The engine behind the geographic maps: crops cached WorldClim to an extent, computes the indices and daylength for every land cell, and classifies each one. Returns a data frame with x, y, regime.

  • xmin, xmax, ymin, ymax — the extent in degrees of longitude and latitude.
  • res, path — as in get_climate().

regime_map_region(xmin, xmax, ymin, ymax, title, file, anchors = NULL, res = 10, path = file.path(tempdir(), "wc_cache"), width = 10, height = 10)
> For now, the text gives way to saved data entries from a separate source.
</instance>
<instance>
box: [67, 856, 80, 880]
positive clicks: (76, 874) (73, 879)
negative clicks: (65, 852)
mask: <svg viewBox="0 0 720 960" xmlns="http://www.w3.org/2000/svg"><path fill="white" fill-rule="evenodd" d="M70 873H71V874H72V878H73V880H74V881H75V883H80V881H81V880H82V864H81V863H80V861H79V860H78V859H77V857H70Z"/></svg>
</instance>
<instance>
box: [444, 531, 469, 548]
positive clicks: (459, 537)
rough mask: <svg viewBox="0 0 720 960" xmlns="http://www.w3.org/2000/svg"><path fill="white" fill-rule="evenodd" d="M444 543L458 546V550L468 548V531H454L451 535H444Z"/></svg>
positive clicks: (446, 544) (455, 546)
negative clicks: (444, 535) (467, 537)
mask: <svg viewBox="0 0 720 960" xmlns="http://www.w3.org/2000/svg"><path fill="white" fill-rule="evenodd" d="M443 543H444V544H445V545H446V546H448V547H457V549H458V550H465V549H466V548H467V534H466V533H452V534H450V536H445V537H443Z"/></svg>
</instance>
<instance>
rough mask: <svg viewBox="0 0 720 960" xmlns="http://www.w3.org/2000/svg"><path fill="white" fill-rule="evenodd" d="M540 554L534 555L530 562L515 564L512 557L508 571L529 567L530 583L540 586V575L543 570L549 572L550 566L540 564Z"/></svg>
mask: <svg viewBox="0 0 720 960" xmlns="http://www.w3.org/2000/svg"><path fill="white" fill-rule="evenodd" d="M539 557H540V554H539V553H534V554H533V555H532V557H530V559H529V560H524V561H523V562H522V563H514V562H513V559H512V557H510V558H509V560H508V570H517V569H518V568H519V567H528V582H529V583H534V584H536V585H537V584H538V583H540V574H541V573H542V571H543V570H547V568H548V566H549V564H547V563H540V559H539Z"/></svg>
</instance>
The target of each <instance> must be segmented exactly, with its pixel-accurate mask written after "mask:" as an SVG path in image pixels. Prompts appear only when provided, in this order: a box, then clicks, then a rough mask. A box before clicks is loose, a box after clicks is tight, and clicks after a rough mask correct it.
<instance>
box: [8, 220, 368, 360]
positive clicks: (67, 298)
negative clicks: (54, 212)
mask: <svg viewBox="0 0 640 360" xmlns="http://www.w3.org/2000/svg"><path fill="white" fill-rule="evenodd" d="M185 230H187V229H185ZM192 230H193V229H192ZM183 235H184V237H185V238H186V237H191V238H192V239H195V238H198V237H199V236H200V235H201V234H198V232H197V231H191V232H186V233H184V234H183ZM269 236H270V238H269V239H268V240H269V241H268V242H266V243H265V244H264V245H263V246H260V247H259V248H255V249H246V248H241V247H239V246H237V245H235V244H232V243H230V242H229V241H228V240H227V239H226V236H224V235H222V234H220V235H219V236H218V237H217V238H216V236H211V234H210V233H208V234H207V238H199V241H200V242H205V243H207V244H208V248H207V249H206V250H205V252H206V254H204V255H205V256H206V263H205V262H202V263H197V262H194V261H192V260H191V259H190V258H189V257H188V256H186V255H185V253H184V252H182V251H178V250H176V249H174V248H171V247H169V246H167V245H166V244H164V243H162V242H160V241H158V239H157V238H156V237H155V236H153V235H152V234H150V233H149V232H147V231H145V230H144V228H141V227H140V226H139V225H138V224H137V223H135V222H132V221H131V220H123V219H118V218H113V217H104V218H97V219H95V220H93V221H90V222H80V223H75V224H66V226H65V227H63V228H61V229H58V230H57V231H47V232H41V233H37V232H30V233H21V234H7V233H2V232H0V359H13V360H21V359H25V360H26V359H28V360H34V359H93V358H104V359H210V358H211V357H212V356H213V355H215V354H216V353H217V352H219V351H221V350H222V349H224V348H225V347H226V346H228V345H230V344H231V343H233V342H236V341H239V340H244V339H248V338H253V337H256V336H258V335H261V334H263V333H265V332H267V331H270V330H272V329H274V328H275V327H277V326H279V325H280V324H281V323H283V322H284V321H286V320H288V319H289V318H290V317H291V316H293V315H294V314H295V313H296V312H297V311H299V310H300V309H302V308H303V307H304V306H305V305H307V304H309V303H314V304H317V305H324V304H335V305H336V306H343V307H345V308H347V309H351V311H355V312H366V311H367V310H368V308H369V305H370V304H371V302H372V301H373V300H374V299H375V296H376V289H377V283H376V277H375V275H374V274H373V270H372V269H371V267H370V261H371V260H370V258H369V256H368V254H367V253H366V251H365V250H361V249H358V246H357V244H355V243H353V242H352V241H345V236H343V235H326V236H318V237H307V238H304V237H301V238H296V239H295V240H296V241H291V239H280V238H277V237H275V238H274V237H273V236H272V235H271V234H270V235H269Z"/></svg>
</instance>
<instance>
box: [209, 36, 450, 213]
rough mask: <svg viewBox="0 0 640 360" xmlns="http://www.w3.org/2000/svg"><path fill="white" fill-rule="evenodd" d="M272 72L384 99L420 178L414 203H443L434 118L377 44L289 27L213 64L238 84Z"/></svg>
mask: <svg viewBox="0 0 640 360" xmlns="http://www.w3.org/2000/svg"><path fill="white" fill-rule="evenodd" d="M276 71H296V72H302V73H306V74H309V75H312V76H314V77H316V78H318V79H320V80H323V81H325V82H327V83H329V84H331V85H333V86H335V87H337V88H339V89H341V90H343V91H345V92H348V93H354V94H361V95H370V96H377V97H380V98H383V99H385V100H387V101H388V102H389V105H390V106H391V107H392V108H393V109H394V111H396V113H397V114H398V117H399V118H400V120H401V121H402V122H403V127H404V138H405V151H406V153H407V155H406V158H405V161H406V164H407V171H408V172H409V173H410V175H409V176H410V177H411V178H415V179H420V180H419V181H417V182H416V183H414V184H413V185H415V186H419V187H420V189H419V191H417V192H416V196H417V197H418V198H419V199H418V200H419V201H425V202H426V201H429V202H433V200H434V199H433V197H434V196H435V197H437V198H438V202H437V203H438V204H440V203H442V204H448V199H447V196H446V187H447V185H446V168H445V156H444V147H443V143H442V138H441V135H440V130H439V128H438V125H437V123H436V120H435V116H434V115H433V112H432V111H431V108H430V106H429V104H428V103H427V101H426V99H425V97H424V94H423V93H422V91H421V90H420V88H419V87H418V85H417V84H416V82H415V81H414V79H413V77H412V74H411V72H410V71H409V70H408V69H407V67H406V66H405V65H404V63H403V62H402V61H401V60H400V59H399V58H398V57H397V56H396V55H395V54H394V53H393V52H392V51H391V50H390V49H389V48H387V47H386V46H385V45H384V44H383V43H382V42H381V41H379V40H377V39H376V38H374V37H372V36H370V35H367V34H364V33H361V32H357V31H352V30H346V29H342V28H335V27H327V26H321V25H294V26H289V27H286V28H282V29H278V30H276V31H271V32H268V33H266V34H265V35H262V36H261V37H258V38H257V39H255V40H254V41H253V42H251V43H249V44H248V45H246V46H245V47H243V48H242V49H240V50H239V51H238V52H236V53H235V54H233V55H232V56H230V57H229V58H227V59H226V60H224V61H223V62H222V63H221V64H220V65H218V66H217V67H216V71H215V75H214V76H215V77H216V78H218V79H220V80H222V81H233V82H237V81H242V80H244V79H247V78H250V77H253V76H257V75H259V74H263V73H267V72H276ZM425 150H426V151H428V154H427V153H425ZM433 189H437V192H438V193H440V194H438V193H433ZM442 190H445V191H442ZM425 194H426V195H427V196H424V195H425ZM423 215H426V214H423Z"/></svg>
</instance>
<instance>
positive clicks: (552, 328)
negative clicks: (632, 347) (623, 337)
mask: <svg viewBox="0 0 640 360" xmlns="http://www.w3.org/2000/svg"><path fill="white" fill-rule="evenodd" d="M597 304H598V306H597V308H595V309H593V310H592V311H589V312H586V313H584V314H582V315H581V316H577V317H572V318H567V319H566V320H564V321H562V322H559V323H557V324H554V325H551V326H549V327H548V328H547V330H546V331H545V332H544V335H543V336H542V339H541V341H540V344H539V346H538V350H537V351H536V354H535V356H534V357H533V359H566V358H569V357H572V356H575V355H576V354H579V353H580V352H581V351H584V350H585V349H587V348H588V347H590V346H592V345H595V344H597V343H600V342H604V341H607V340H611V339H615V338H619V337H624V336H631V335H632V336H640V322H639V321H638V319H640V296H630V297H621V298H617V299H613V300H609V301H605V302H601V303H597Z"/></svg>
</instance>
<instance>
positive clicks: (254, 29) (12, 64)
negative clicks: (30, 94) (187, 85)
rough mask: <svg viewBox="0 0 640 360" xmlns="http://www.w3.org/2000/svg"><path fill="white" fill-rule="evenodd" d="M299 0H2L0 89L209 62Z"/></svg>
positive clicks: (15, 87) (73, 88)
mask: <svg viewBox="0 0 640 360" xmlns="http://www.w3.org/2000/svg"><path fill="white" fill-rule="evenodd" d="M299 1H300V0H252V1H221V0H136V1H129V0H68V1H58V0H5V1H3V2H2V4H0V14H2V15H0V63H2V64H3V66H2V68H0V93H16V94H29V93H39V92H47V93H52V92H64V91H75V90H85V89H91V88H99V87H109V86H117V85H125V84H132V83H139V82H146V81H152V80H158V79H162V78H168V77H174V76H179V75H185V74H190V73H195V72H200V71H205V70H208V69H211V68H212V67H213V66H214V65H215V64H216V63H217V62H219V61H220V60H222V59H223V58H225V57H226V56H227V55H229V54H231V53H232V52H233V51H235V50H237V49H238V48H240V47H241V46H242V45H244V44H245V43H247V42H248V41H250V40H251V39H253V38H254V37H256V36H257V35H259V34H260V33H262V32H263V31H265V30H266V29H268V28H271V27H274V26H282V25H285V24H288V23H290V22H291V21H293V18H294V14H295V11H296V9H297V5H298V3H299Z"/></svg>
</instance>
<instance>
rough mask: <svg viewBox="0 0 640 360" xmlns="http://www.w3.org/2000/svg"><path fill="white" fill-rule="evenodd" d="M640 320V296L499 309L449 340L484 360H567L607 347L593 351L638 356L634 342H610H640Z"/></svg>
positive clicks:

Computes a regional grid and draws it as a finished map with labeled city anchors. Saves a PNG and, invisibly, returns a list with the grid (mapdf), the plot, and the regime counts.

  • xmin, xmax, ymin, ymax — the extent in degrees.
  • title — the plot title.
  • file — path to save the PNG.
  • anchors — optional data frame of labeled sites (name, lat, lon).
  • res, path — passed through to compute_regime_grid().
  • width, height — PNG size in inches.

Bundled data

cities

The validation set used throughout the document: a data frame of 21 cities with columns name, zone, lat, and lon, spanning the Southwest desert trio, equatorial, tropical, Mediterranean, continental, and high-latitude anchors. Load it with data(cities) after attaching the package.